Some of them started before 2018, I think, but there were years of overlap where mailing list use decreased, while use of those other things increased.
It is highly unusual for any decent size community of users to switch overnight from one communication mode to another.
unless the old way was simply no longer available.
There is a graph I made summarizing the % of Clojure survey respondents that used some of these communication modes, by year, collected over the last 5-6 years or so, where you can easily see the % of people using the mailing lists gradually decreased over multiple years, and other things increased over multiple years. I don't recall the link to that chart right now, unfortunately.
@U0CMVHBL2 if the link springs to mind later, I'd be curious to see it!
@U04V70XH6 Do you happen to recall the location of the graph I am thinking of? I think I added a page to some site that you showed me a couple of years ago, with background on the question of whether/how to "move" the Clojure community from one communication mode to another.
Found it: https://github.com/clojurians/community-development/blob/master/clojurians-slack-archive-notes.md (the chart I am referring to is at the end of that page)
Looks like I have not updated the chart in several years....
A significant update since that page was written, of course, is that we are currently enjoying the benefit of a free commercial Slack license for Clojure, although that free gift might be taken away at the decision of people at Slack at their discretion.
Interesting that only the mailing lists really took a big hit while everything else was mostly stable... ...I suppose IRC took a hit took, but I think a lot of that was due to problems on freenode (and why it moved to libera instead)?
https://www.surveymonkey.com/stories/SM-_2BH3b49f_2FXEkUlrb_2BJSThxg_3D_3D/
Q17 is now for comparison
That doesn't even list IRC... was it deliberately not an option or were responses just statistically insignificant?

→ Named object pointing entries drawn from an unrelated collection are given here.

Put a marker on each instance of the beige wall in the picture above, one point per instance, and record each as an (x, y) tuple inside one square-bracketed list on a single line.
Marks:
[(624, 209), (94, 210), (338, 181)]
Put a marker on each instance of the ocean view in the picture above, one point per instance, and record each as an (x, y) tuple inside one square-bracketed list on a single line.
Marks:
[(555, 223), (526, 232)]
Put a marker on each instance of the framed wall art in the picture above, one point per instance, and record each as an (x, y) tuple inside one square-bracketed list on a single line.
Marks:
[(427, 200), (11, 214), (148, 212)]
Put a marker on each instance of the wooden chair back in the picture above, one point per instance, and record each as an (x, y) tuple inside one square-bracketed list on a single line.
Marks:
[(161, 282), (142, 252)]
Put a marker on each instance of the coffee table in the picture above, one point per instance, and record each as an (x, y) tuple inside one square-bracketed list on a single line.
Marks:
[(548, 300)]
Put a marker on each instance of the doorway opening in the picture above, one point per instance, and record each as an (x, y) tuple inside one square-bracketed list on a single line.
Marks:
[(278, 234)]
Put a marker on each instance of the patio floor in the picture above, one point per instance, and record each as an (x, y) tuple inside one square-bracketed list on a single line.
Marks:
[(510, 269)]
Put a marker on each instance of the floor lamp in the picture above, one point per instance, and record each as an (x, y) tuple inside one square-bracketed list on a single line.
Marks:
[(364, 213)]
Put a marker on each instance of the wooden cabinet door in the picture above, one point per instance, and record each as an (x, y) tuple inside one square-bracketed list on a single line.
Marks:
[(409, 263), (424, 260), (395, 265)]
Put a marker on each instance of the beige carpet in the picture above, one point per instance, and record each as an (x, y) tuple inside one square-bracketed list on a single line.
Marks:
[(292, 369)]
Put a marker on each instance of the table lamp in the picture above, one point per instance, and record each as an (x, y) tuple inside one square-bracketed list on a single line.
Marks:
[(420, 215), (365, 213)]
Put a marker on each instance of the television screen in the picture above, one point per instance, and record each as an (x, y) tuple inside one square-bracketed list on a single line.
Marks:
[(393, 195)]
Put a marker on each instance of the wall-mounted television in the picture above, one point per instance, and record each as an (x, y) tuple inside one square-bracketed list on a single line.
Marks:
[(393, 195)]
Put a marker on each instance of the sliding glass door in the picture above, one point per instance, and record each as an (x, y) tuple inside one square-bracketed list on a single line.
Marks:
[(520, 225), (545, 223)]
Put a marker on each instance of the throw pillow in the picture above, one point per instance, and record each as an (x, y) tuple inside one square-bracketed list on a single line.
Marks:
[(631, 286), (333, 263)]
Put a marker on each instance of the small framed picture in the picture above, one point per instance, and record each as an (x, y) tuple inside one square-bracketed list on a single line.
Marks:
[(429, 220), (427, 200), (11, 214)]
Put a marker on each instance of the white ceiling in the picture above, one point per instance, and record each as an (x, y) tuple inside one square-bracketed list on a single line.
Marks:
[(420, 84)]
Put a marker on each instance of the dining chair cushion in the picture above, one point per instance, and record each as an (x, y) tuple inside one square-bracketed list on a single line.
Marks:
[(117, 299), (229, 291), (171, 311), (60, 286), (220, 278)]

things that get very low in responses get dropped. in 2021, we only had 14 people that said they used irc, so it was dropped in 2022 and that carried through to 2023
Ah, thanks. That makes sense.
2022 had 17 irc mentions in the other open response, 2023 had 1 irc mention
@U05KCAL988Y This Slack started in March 2015. I'm not sure when ClojureVerse and Zulip got started. I think Zulip was 2018? > All these places come after 2018?
@alexmiller Thanks for that surveymonkey link for 2023 results. Is the raw data available there somewhere? I only saw the charts.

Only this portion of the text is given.